Background: Patients with venoarterial extracorporeal membrane
oxygenation (VA-ECMO) are at risk of cerebral reperfusion injury after
prolonged hypoperfusion and immediate restoration of systemic blood
flow. We aimed to examine the impact of mild hypothermia during the
first 24 hours post-ECMO on neurological outcome in VA-ECMO patients.
Methods: This was a retrospective study of adult VA-ECMO
patients from a tertiary care center. Mild hypothermia was defined as
32-36°C during the first 24 hours post-ECMO. Primary outcome was good
neurological function at discharge measured by a modified Rankin Scale
≤3. Multivariable logistic regression analysis was performed for primary
outcome adjusting for pre-specified covariates.

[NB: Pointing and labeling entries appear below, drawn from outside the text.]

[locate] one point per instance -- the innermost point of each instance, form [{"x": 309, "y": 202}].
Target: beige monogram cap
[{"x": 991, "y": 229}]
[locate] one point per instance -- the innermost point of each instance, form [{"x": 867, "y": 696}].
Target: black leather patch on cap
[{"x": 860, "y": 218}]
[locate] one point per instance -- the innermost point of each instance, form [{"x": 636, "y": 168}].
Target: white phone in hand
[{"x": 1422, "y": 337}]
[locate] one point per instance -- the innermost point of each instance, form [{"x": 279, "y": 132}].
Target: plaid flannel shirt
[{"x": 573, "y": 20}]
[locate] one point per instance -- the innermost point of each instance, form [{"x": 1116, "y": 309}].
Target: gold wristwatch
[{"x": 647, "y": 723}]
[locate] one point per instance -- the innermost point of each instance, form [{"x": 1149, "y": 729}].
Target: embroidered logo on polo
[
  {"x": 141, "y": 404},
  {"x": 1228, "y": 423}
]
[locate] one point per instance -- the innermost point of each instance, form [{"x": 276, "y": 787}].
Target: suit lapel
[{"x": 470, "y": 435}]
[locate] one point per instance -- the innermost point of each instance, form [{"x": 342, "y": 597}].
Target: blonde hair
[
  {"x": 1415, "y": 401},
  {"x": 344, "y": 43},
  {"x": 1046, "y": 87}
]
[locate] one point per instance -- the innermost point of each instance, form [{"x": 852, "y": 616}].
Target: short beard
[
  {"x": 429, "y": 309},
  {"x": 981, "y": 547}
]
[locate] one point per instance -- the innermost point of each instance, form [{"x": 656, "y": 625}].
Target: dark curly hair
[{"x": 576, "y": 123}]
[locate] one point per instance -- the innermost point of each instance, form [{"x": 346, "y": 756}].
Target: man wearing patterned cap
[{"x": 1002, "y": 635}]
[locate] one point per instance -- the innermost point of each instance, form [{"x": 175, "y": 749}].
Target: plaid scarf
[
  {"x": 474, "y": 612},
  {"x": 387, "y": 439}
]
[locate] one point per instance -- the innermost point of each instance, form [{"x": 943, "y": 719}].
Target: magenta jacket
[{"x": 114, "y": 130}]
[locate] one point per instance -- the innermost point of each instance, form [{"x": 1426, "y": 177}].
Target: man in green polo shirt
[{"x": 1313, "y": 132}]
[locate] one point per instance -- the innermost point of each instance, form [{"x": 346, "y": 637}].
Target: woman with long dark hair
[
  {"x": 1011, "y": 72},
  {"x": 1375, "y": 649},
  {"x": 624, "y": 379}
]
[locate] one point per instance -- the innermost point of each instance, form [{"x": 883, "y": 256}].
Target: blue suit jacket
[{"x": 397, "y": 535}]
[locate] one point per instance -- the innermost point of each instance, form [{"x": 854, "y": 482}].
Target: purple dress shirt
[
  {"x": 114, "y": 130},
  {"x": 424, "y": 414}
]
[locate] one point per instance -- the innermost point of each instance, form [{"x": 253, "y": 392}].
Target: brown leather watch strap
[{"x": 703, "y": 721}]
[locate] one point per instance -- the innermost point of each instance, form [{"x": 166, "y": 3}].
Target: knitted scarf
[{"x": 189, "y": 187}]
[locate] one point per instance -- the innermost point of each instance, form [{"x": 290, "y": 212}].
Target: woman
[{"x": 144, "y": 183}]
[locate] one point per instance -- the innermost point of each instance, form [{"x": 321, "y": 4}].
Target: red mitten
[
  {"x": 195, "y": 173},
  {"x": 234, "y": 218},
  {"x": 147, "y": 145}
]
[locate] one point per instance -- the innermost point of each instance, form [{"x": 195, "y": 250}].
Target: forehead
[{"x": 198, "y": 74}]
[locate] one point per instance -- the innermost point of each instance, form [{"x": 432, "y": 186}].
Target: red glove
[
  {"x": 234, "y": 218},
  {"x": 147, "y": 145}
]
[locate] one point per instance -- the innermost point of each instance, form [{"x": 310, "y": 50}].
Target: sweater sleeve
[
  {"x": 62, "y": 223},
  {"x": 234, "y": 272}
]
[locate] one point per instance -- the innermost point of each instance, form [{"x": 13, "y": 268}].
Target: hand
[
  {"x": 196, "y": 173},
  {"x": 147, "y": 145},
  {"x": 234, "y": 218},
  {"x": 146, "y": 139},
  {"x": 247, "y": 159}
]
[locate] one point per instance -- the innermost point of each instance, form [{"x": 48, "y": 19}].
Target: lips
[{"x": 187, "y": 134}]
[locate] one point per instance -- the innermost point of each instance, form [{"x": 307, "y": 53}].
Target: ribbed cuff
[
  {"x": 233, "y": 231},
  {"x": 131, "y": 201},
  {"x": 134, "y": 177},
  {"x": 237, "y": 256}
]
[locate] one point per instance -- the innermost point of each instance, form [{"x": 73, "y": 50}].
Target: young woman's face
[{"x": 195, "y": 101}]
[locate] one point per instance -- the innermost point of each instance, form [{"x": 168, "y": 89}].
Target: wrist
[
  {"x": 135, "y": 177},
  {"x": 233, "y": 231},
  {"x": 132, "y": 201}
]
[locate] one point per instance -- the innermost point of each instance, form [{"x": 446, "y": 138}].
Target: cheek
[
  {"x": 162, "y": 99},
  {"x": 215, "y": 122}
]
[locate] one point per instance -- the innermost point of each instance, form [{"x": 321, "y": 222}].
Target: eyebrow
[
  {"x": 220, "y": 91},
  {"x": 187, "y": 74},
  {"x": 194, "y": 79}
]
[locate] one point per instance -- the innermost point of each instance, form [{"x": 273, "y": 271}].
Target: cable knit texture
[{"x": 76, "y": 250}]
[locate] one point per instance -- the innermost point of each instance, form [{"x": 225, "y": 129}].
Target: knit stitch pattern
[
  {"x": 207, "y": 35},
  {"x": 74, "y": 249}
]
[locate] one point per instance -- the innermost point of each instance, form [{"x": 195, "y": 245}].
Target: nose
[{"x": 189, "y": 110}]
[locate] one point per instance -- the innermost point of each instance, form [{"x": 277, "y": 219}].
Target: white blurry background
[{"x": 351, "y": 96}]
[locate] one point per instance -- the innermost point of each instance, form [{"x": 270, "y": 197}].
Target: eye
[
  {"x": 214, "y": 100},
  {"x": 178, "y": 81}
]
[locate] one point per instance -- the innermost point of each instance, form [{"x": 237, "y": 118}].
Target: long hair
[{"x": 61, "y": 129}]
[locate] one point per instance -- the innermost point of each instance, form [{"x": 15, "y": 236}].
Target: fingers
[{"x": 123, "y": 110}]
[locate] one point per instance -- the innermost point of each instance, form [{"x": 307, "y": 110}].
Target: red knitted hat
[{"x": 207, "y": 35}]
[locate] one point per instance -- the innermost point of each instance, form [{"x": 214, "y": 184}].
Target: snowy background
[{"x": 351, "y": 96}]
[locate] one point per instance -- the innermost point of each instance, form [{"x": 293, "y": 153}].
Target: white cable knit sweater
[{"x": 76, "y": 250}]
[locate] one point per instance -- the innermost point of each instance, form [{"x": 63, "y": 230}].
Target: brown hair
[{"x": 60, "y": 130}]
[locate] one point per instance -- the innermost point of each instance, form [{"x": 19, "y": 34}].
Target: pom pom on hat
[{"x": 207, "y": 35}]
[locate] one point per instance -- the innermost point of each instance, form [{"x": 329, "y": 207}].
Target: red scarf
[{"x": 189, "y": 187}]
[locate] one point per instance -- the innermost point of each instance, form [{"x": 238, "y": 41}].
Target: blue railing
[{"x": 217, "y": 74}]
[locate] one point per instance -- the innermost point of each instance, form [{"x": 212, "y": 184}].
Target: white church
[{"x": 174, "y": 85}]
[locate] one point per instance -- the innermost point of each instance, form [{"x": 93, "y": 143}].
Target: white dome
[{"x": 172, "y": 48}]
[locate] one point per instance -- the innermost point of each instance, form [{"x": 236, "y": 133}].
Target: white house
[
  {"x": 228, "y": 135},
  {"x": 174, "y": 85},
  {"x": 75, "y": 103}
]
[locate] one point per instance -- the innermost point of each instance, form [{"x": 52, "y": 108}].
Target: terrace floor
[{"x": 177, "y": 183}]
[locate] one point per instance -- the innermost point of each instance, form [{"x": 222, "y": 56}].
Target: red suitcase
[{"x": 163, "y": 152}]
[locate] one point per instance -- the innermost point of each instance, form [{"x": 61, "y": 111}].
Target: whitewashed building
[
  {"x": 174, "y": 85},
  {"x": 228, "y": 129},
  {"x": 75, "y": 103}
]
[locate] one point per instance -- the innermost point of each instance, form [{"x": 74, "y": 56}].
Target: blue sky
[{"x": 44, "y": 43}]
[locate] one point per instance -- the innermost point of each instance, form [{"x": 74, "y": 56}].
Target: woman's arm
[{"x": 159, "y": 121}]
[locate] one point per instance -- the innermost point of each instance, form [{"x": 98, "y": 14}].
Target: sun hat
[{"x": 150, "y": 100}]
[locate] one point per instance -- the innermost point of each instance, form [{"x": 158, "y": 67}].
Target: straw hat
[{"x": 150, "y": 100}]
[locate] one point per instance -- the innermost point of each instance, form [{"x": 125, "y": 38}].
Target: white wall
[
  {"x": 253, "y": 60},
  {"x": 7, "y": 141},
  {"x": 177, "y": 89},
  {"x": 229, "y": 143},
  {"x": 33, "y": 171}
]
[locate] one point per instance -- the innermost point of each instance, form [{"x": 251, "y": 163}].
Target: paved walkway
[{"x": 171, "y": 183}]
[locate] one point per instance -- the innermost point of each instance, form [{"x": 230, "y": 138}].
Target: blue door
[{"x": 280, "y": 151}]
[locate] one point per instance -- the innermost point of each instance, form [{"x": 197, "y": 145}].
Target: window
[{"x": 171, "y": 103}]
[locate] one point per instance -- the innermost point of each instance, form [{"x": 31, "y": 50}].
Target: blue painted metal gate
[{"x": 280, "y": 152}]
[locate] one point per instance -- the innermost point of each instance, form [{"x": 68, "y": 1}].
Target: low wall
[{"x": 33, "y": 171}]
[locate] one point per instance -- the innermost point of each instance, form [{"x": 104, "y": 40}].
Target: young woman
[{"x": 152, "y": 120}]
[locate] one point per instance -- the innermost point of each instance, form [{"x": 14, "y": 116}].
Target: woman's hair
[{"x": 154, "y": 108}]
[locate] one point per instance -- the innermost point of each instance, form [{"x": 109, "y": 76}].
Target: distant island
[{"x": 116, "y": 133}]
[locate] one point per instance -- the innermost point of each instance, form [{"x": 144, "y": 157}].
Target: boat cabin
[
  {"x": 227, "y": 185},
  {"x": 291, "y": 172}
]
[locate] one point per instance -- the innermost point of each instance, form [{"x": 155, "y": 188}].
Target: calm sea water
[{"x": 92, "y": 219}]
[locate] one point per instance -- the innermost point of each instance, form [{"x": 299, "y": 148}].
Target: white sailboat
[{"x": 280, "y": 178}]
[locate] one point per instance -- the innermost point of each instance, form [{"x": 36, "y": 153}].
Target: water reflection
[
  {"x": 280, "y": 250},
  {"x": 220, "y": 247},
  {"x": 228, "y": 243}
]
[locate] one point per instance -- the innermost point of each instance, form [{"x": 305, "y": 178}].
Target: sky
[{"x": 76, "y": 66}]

Results:
Overall, 128 consecutive patients with VA-ECMO support (median age: 60
years and 63% males) were included. Within the first 24 hours of
VA-ECMO cannulation, we found a median of 71 readings per patient
(interquartile range 45-88). Eighty-eight patients (68.8%) experienced
mild hypothermia within the first 24 hours while 18 of those 88 patients
(14.2%) had a mean temperature<36°C. ECMO indications
included post-cardiotomy shock (39.8%), cardiac arrest (29.7%), and
cardiogenic shock (26.6%). Duration of mild hypothermia, but not mean
temperature, was independently associated with increased odds of good
neurological outcome at discharge (Odds Ratio [OR]=1.16, 95%
Confidence Interval [CI]=1.04-1.31, p=0.01) after adjusting for age,
severity of illness, post-ECMO systemic hemorrhage, post-cardiotomy
shock, acute brain injury, and mean 24-hour PaO .
Neither duration of mild hypothermia (OR=0.93, CI=0.84-1.03, p=0.17) nor
mean temperature (OR=0.78, CI=0.29-2.08, p=0.62) was significantly
associated with mortality. Similarly, duration of mild hypothermia
(p=0.47) and mean 24-hour temperature (p=0.76) were not significantly
associated with frequency of systemic hemorrhages. Conclusions:
In this single center study, longer duration of mild hypothermia during
the first 24 hours of ECMO support was significantly associated with
improved neurological outcome. Mild hypothermia was not associated with
an increased risk of systemic hemorrhage or improved survival.